Ainda essa última lei editada em 1.996 veio atribuir aos
conviventes/companheiros idênticos direitos e deveres como no casamento
formal, quais sejam respeito e consideração mútua, a assistência moral e
material recíprocas, a guarda, o sustento e a educação dos filhos
comuns, de forma partilhada.
Como a Lei nº.9.278/96 veio para regulamentar o §3º do art.226 da
CF/88, o seu artigo 9º estabelece a competência para julgar as questões
relativas ao concubinato, como sendo das Varas de Família, admitindo que
possa ser adotado o segredo de justiça, modificando o art.155, inciso
II do Código de Processo Civil.
Essa Lei nº. 9.278/96 gerou controvérsia por haver redefinido a união
estável sem ter atribuído lapso temporal ou exigir a existência de prole
para o seu reconhecimento, diferentemente do que estabelecia a Lei nº.

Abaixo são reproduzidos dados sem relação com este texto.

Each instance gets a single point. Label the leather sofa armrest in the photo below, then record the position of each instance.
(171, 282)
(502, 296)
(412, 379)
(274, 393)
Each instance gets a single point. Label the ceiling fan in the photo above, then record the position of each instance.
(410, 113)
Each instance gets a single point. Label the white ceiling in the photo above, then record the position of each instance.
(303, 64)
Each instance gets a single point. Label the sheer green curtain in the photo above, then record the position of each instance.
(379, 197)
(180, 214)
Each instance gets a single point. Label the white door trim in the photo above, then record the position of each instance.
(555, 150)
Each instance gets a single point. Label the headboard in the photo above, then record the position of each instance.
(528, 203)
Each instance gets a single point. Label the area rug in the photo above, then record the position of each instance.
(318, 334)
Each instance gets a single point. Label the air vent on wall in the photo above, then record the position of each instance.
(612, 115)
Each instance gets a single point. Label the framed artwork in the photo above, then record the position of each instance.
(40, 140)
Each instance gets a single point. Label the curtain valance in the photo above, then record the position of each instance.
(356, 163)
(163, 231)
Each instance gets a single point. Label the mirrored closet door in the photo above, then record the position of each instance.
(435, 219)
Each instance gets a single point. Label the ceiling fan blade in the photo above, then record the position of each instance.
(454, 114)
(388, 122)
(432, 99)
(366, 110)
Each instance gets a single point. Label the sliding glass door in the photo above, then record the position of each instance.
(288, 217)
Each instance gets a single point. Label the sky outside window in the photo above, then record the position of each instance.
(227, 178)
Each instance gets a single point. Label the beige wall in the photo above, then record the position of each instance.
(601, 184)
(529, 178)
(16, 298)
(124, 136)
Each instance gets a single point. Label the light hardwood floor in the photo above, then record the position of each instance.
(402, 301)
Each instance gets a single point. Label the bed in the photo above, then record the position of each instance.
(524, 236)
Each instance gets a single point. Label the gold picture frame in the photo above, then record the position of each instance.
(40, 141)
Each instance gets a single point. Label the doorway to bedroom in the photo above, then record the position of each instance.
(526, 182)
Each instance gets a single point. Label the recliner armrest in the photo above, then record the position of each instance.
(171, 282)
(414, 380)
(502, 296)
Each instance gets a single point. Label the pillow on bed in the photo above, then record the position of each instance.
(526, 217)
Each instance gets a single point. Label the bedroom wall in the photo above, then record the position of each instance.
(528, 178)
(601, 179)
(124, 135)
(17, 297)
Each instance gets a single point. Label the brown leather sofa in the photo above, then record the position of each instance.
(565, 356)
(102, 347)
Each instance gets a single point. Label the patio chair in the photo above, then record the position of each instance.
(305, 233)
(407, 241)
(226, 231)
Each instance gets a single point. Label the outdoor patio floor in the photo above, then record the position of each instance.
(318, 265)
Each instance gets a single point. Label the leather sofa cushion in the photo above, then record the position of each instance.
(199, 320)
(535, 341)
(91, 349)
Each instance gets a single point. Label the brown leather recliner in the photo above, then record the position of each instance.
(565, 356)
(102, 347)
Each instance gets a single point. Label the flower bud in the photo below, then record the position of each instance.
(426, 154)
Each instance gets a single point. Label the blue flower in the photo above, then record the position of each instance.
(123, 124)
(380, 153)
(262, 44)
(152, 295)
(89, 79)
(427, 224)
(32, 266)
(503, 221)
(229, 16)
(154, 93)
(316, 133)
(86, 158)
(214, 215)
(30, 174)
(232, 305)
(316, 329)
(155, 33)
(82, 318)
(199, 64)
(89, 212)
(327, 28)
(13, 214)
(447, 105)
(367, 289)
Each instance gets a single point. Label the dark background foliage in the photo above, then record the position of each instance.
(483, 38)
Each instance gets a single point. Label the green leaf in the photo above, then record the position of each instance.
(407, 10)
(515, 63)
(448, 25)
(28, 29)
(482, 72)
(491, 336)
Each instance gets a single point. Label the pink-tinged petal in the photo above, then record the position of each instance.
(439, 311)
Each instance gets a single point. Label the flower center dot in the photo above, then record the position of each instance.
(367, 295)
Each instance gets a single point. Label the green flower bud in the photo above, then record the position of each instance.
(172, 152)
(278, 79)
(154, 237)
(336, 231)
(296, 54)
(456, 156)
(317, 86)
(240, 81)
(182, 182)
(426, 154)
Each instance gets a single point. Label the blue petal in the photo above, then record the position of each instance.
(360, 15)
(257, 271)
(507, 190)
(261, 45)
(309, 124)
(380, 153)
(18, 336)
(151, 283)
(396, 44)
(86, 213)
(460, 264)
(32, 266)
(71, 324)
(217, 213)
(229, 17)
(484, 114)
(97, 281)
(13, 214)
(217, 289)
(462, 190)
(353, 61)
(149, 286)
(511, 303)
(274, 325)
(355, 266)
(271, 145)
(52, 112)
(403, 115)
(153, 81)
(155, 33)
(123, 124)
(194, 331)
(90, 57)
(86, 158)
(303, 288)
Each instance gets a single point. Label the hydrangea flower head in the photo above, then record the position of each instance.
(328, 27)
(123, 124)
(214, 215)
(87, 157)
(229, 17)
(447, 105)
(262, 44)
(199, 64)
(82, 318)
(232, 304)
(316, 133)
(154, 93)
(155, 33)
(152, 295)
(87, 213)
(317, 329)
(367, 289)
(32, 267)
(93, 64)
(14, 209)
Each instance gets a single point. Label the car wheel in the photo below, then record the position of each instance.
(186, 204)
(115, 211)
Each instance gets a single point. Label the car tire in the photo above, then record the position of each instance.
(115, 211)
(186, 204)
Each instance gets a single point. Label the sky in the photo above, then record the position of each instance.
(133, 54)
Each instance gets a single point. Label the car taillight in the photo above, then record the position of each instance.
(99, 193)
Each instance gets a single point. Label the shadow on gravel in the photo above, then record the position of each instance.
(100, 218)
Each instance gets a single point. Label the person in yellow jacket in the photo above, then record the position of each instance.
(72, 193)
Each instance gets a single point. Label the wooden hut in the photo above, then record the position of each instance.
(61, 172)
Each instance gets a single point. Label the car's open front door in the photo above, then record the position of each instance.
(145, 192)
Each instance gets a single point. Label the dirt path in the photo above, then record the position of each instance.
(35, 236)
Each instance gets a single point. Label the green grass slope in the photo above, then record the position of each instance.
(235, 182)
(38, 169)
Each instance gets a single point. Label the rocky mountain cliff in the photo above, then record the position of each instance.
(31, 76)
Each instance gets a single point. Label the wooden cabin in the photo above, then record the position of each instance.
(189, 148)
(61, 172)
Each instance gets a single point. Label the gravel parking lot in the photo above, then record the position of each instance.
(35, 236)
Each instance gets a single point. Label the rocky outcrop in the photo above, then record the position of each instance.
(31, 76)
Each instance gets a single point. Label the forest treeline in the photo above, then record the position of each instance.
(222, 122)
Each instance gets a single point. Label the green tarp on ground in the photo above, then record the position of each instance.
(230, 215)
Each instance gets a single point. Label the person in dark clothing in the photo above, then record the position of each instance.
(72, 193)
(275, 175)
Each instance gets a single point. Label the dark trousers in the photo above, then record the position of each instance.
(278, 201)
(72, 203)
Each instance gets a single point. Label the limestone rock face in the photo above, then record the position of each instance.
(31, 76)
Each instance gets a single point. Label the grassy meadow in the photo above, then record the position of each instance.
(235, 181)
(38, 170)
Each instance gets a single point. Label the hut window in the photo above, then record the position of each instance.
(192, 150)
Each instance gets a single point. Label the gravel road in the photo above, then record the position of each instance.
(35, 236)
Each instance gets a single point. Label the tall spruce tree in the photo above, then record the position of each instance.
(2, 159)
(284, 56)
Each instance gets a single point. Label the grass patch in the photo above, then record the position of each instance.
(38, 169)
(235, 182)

8.971/94, no seu art. 1º. Como se percebe a modificação veio a revogar o
art. 1º da Lei nº. 8.971/94 e, por conseguinte, resultou em que a
caracterização da união estável dependa das circunstâncias do caso
concreto.
Tem-se conhecimento de que, após a edição dessas leis, foi criado um
Projeto de Lei, n. 2.686 de 1996, Estatuto da União Estável, de autoria
do então Ministro da Justiça, Nelson Jobim, objetivando sistematizar a
União Estável, entanto foi vetado.
No art.1º do referido projeto, estava estabelecido que: “É reconhecida
como união estável a convivência, por período superior a cinco anos, sob
o mesmo teto, como se casados fossem, entre um homem e uma mulher, não
impedidos de realizar matrimônio ou separados de direito ou de fato dos
respectivos cônjuges.” Tal norma, sendo de caráter geral, deveria se
sobrepor ao Código Civil Brasileiro.
Hoje, a mais recente norma legal que regula a União Estável é o Novo
Código Civil com vigência a partir de 01/01/2003, que dedicou o Título
III exclusivamente à União Estável dentro do Livro IV - Do Direito de
Família, regulando-a na forma da Carta Política Pátria e da Lei nº.
9.278/96.
O art.1.723 do Código Civil reconhece como entidade familiar a união
estável entre o homem e a mulher, configurada na convivência pública,
contínua e duradoura, estabelecida com o objetivo de constituir uma
família, não se configurando, no entanto, se presentes os impedimentos
legais do casamento, aqueles previstos no art.1.521 da Lei Civil,
excetuando-se o caso em que a pessoa casada se ache separada de fato ou
judicialmente.
Como na Lei nº.9.278, o art. 1.724 do Código Civil enumera os deveres
recíprocos aos companheiros, que são os deveres de respeito e
assistência, e o de guarda, sustento e educação dos filhos, inovando com
o dever de lealdade, que nada mais é que a fidelidade estabelecida no inciso I do art.1.566 do Código Civil como um dever do casamento.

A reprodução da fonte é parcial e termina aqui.